I. Tensor Fundamentals — Shape, Stride, View
A tensor is a multi-dimensional array stored as a contiguous block of memory. Its shape tells you
the dimensions (e.g., [3, 4] means 3 rows, 4 columns). Its stride tells you how many
elements to skip to reach the next position along each dimension. A view creates a new tensor that
shares the same underlying data but interprets it with a different shape.
II. Broadcasting Rules — The Three-Step Check
Broadcasting lets you perform arithmetic between tensors of different shapes without explicit copying. PyTorch follows NumPy’s broadcasting rules. Align shapes from the right. At each dimension, sizes must be equal or one of them must be 1.
The keepdim Trap
If you write P.sum(dim=1) without keepdim=True, the result has shape [2] instead of [2, 1]. Division then broadcasts incorrectly — silently producing wrong results.

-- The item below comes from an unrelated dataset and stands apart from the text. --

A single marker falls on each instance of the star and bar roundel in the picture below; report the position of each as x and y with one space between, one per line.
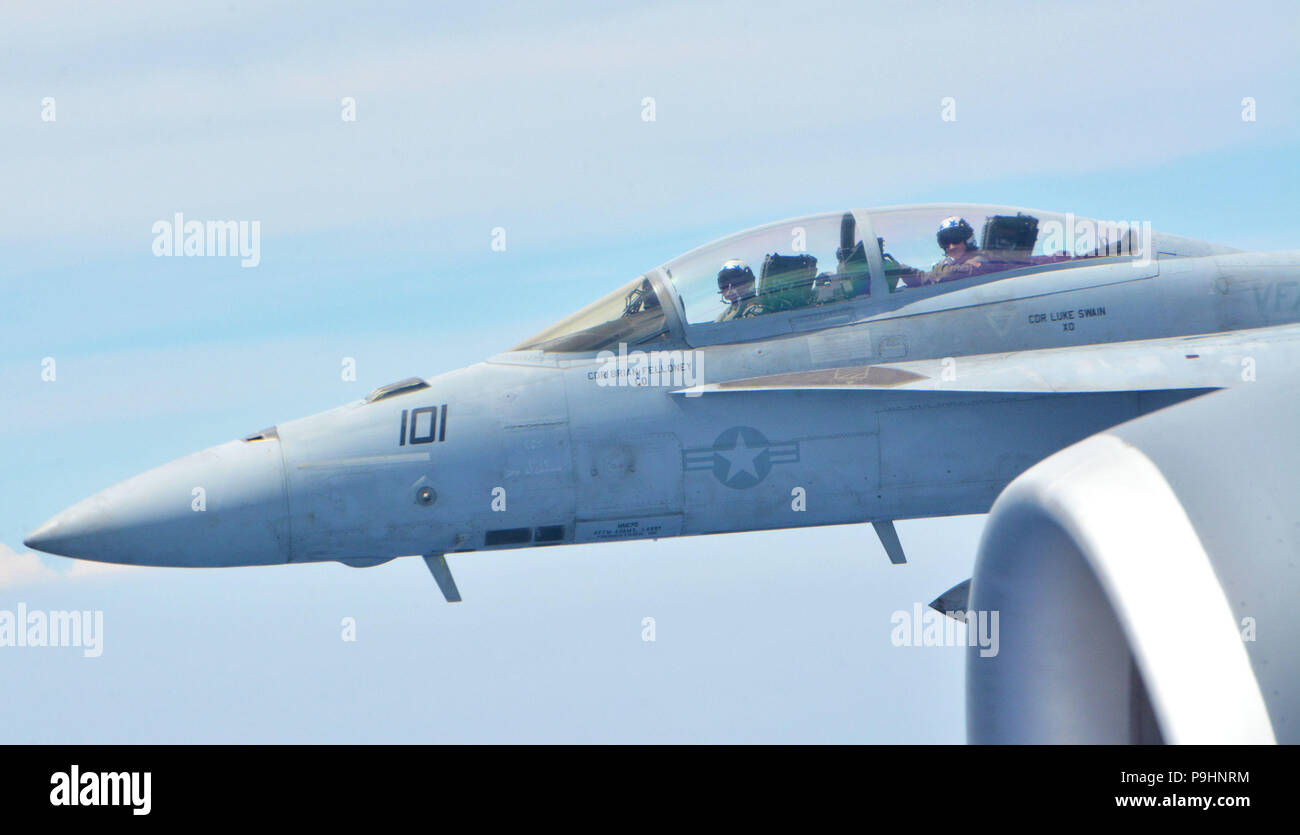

This is the #1 tensor bug. Always use keepdim=True when you need the result to broadcast back against the original tensor.

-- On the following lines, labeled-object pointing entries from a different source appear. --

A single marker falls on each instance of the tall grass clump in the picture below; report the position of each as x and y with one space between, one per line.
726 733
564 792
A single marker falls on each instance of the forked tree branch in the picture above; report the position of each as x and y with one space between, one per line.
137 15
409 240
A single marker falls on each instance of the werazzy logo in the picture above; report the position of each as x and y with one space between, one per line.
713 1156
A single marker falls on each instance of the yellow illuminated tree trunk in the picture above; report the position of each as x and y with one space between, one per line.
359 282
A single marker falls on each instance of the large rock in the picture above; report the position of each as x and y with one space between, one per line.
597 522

III. One-Hot Encoding — Integers to Tensors
Neural networks operate on continuous numbers, not discrete integers. One-hot encoding converts a character index (e.g., 5) into a vector of 27 zeros with a single 1 at position 5. This is the bridge between discrete tokens and the continuous world of matrix multiplication.
One-Hot @ W = Table Lookup
Multiplying a one-hot vector by a weight matrix is equivalent to selecting a row from the matrix. So one_hot(5) @ W just returns W[5]. This is why embedding layers exist — they skip the one-hot multiplication and directly index into the weight matrix. Same result, zero wasted computation.

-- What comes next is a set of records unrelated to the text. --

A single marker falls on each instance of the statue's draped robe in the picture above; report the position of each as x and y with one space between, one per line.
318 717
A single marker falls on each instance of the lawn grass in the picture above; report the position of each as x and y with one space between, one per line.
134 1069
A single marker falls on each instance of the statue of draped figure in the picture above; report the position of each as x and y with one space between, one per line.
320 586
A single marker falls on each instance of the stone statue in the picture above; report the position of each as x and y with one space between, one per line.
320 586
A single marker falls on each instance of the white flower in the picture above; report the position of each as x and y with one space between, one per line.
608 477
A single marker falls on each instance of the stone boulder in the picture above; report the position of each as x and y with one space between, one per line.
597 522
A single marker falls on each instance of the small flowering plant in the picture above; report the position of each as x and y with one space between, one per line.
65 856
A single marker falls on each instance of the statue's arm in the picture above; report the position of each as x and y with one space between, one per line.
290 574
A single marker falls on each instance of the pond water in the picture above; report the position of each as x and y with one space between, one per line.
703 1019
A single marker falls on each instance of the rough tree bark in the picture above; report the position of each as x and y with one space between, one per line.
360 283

IV. The Matrix — What Matters Today
DO FIRST
Practice broadcasting: create tensors of shapes [3,4], [4], [3,1] and verify all arithmetic combinations. Break one on purpose.
DO IF TIME
Explore .view(), .reshape(), .unsqueeze(), .squeeze(). Understand which share memory (views) vs. copy.
DO CAREFULLY
Re-implement the Day 6 bigram model using one-hot encoding + matrix multiply. Verify you get the same NLL as the counting approach.
AVOID TODAY
GPU tensors, CUDA operations, or distributed tensor ops. CPU tensors are sufficient for all Phase 1 work.
V. Today’s Deliverables
- Shape manipulation: Create, reshape, view, squeeze, unsqueeze tensors fluently
- Broadcasting: Verify 4+ broadcasting examples by hand, then in code
- One-hot encoding: Convert character indices to one-hot vectors with
F.one_hot() - Matrix multiply:
xenc @ Wto produce logits from one-hot inputs - keepdim: Demonstrate the bug without
keepdim=Trueand the fix with it - Equivalence: Show that
one_hot(i) @ W == W[i](embedding = table lookup)
PyTorch tensor deep dive: shapes, broadcasting rules, one-hot encoding, matrix multiply for neural nets, and softmax.